The notice, a copy which was seen by The Guardian, was directed to the Inspector General of Police (IGP) and copied to the Attorney General and the Permanent Secretary in the Ministry of Home Affairs.
An advocate handling the case at the LHRC’s legal aid clinic confirmed that the legal officer had already handed over the copies to all parties and that they had all signed to confirm receiving the notice.
In the notice, John demands compensation for the psychological and physical torture which he sustained when he was in the hands of the police.
John alleges in the claim that he was arrested when he was fishing as his means of livelihood, something cannot do anymore.
He further sought compensation for medical and transport costs incurred in pursuing the case ever since he was blinded as well as for being permanently blind, the food sent to him at the time he was in prison, as well as a daily income he used to earn while fishing until an age he would have retired at 60.
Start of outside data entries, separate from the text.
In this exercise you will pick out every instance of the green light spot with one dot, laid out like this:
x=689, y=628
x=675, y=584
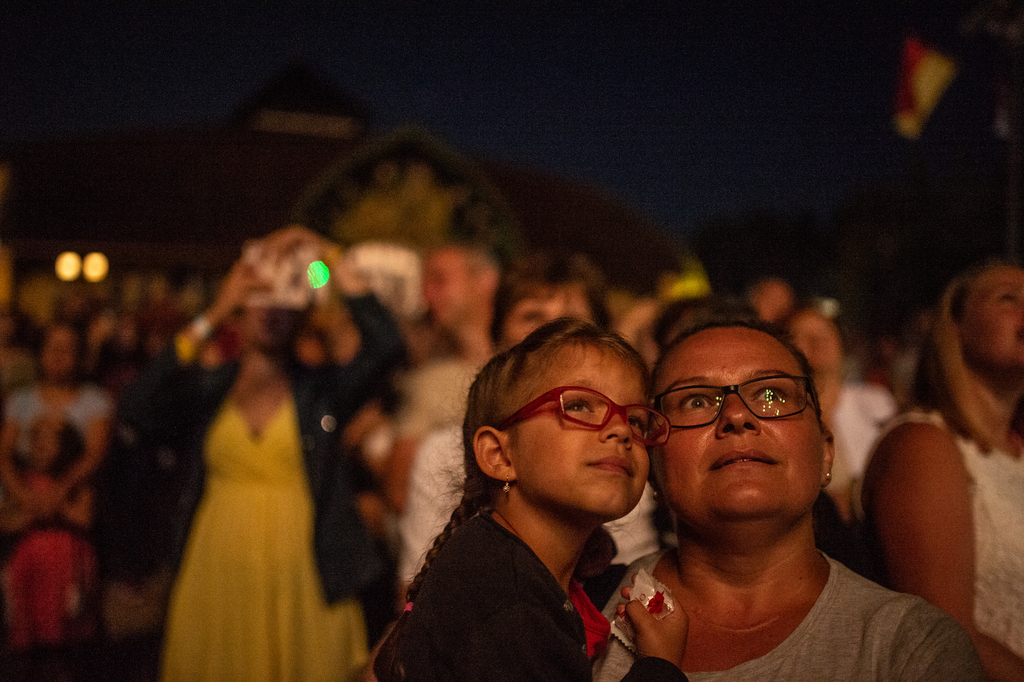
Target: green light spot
x=318, y=273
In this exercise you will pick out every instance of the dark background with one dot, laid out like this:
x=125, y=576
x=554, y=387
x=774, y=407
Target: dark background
x=761, y=133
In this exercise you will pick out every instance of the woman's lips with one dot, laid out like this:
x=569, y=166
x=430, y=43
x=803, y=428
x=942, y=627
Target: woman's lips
x=616, y=464
x=755, y=457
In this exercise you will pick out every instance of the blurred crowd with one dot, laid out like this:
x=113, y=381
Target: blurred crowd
x=98, y=560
In its notice, the LHRC sums up with the message: “Take notice that unless the total amount (493,423,500/-) being compensation for damages suffered by our client herein above demanded within the 90 days’ notice from the date of the service of this notice, our next step will be to institute legal proceedings for recovery of the same.”
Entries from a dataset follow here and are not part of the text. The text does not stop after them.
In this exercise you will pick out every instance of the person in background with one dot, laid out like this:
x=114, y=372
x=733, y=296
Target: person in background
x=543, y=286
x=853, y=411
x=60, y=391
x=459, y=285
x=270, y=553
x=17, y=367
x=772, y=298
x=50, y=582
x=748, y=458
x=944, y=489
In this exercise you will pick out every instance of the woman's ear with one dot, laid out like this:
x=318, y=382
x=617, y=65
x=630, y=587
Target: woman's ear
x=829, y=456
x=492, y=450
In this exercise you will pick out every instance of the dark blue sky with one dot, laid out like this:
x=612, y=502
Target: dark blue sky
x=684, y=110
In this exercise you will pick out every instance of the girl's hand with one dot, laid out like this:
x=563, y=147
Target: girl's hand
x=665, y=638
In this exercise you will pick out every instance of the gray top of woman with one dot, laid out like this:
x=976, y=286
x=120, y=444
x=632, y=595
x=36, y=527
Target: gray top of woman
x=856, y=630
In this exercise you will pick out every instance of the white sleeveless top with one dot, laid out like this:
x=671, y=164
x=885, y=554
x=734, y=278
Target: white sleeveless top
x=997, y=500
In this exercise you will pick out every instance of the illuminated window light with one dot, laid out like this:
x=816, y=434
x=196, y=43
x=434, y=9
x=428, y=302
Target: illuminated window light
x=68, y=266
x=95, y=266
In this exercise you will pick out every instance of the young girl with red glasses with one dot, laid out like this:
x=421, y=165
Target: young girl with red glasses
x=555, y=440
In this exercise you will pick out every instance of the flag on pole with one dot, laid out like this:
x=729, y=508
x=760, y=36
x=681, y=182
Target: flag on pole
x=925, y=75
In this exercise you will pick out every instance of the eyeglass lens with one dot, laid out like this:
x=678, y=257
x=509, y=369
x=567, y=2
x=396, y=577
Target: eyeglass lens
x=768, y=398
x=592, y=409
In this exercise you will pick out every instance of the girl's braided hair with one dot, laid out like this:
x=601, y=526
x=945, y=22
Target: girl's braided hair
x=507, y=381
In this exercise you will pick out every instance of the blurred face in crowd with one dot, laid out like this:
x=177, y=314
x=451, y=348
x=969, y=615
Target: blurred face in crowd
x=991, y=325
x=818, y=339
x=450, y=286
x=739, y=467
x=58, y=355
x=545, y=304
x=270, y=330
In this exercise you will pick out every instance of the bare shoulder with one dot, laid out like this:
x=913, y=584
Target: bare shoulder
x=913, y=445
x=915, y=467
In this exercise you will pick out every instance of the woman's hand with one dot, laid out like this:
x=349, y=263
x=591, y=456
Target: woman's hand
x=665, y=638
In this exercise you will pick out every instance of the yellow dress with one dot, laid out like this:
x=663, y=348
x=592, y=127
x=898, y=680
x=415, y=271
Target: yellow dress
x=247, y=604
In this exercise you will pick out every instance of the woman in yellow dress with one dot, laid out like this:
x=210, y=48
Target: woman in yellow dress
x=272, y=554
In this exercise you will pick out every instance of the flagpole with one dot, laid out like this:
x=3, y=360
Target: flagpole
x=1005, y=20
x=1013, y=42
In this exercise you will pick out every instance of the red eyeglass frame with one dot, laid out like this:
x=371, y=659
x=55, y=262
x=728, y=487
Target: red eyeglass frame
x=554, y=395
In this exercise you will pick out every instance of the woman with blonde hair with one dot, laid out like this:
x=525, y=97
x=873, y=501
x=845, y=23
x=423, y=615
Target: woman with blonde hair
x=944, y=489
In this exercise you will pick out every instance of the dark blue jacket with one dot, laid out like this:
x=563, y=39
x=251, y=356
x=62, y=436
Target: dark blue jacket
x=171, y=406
The move has come after John sought legal assistance at the clinic claiming that on February 9, this year, police officers arrested him and six others and took him to Kilwa Road Police Station and later on to Minazini Police Station where they tied and handcuffed him before they injected his eyes with a liquid laced with acid leading to his permanent blindness.
“On February 19, last year, they took me to the Temeke District Court where I complained about the acid liquid incident but no one paid attention to me. I was taken to Keko remand prison and the following morning they took me to Temeke District Hospital for treatment,” John was quoted as saying.
He said doctors at the hospital said his eyes had been destroyed and referred him to Muhimbili National Hospital where he was admitted.
“They removed all my eyes because they were incurable and I was sent back to Keko. I was released on July 27, this year, after being found not guilty by the court,” he claims.